The application 106 may further include a tracer application or program, which may generate a tracking log representing user inputs from a current session of the application 106. The machine learning module 108 may use the tracking log to determine an emotional state of the user and may use the historical user data to determine an experience level of the user. Further description of the machine learning module 108 is provided in the description of FIG. 3.


Illustrative Methods of Operating an Adaptable User Interface


FIG. 2 is a flowchart showing illustrative method 200 for operating an adaptable user interface system. In some embodiments, some of the steps in the flow chart of FIG. 2 are implemented in program code executed by a processor, for example, the processor in a general-purpose computer, mobile device, or server. In some examples, these steps are implemented by a group of processors. In some examples the steps shown in FIG. 2 are performed in a different order or one or more steps may be skipped. Alternatively, in some examples, additional steps not shown in FIG. 2 may be performed.
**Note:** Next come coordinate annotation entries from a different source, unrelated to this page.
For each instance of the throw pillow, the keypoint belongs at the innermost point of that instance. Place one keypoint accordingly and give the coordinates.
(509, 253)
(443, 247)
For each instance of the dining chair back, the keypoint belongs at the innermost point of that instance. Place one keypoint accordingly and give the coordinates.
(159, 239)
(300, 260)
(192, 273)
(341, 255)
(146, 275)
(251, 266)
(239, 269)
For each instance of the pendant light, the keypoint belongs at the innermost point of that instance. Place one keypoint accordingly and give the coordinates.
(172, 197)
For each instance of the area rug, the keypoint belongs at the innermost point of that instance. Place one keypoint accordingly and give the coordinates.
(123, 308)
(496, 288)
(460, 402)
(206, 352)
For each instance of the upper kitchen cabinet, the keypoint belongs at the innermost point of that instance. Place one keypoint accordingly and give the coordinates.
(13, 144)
At step 202, an application, such as application 106 from FIG. 1, selects a neurological condition associated with a user. The application may select the neurological condition from a list of neurological conditions, which may include various neurological conditions such as autism, attention-deficit hyperactivity disorder, Parkinson's disease, epilepsy, Alzheimer's, and post-traumatic stress disorder. The list may further include various neurological conditions from the Diagnostic and Statistical Manual of Mental Disorders (DSM).


The neurological conditions are associated with a user interface template preset to cater to the needs of users with the associated neurological condition. For example, a user interface associated with the neurological condition of epilepsy may include muted colors, removing flashing graphics, and using slower transitions between pages within the user interface (e.g., causing the user interface to transition between pages of the user interface by fading pages in or out instead of using an abrupt transition between pages).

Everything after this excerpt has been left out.